Neodymium salts undergo large and dramatic color changes under different light sources. Under incandescent light or sunlight, which consist of continuous spectra, neodymium salts generally appear pink or purple. Fluorescent lighting consists of only a few specific energies of light which do not match the absorption bands of neodymium salts, thus causing the compounds to appear colorless. Holmium compounds will undergo similar color changes.
Chemical properties
Neodymium metal is rather reactive, and a centimeter-sized sample will corrode within a year on exposure to air. Thus, the metal must be stored under oil or in an ampoule filled with argon. The metal reacts only slowly with water, but reacts vigorously with acids and the halogens to form neodymium salts. Most neodymium salts are soluble in water except for the fluoride and oxalate. Neodymium oxide and hydroxide are insoluble in water, but will absorb carbon dioxide from the air to form neodymium carbonate. All three of these compounds are insoluble in water, but will readily dissolve in acids.
Neodymium sulfate is notable for its inverse solubility curve, which causes the salt to precipitate at high temperatures. It is nearly impossible to redissolve after being precipitated. The double sulfate of potassium and neodymium is less soluble than neodymium sulfate itself. Different preparations of neodymium sulfate have given different colors, possibly due to the formation of acid and basic sulfates.

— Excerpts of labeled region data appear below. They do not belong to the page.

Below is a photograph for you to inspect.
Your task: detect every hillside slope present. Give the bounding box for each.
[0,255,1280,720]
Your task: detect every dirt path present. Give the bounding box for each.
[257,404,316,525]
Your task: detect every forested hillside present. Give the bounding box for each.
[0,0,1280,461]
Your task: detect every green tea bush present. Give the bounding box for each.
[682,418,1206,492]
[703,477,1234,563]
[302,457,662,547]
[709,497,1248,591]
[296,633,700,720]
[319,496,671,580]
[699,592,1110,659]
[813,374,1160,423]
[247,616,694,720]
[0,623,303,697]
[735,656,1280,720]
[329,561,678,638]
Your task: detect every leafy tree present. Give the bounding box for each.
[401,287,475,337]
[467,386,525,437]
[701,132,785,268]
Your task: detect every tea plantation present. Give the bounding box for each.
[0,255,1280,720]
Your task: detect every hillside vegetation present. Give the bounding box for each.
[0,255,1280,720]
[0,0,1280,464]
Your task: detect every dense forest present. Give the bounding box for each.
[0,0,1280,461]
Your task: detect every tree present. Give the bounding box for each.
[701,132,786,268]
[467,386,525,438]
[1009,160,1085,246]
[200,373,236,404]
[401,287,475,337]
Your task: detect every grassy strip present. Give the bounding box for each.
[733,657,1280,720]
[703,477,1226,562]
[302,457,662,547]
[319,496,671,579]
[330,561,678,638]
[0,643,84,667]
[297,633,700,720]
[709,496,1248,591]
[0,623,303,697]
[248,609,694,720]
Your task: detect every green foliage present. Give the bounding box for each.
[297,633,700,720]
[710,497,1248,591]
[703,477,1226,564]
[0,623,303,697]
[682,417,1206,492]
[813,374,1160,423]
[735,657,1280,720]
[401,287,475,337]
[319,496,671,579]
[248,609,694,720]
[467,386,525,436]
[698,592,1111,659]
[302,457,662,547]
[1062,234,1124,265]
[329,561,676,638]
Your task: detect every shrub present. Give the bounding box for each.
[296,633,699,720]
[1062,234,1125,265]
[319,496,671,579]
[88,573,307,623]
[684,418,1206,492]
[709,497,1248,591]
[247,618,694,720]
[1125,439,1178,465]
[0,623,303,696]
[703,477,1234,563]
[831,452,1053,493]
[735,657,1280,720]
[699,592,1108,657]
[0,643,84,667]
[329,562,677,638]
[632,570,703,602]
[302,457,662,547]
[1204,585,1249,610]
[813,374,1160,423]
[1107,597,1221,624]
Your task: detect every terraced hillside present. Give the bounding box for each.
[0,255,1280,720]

Most lanthanides do not form complexes easily, but there is evidence for a possible chloride complex.
Availability
Pure neodymium metal can be bought from Metallium. It is sold as 5 and 50 gram sizes, as well as rods, ampoules, and coins.
Preparation
The most common source of neodymium is neodymium magnets. It's difficult, however, to extract the neodymium from the magnets, and a procedure to produce pure neodymium metal from neodymium fluoride with either calcium or lithium as the reducer is still in development.
Projects
- Color changing crystals
- Color changing glass
- Extracting neodymium from magnets
Safety
Storage
Neodymium metal must be stored away from air and water. Ampouling the metal is a viable long-term storage solution. Storing the metal under mineral oil is an ideal short-term solution, but air will still diffuse through the oil anyway. Unlike europium, the reaction with water is not violent.
Toxicity
Neodymium compounds do not appear to be very toxic. They act similarly to calcium ions within the body. However, research on the toxicity neodymium compounds is not complete, and they should be handled with general safety precautions in place.
Flammability
Neodymium is somewhat flammable and may spark when struck. Powdered neodymium may ignite very easily. Class D fire extinguishers should be used against neodymium fires. Water may aggravate a neodymium fire and should never be used.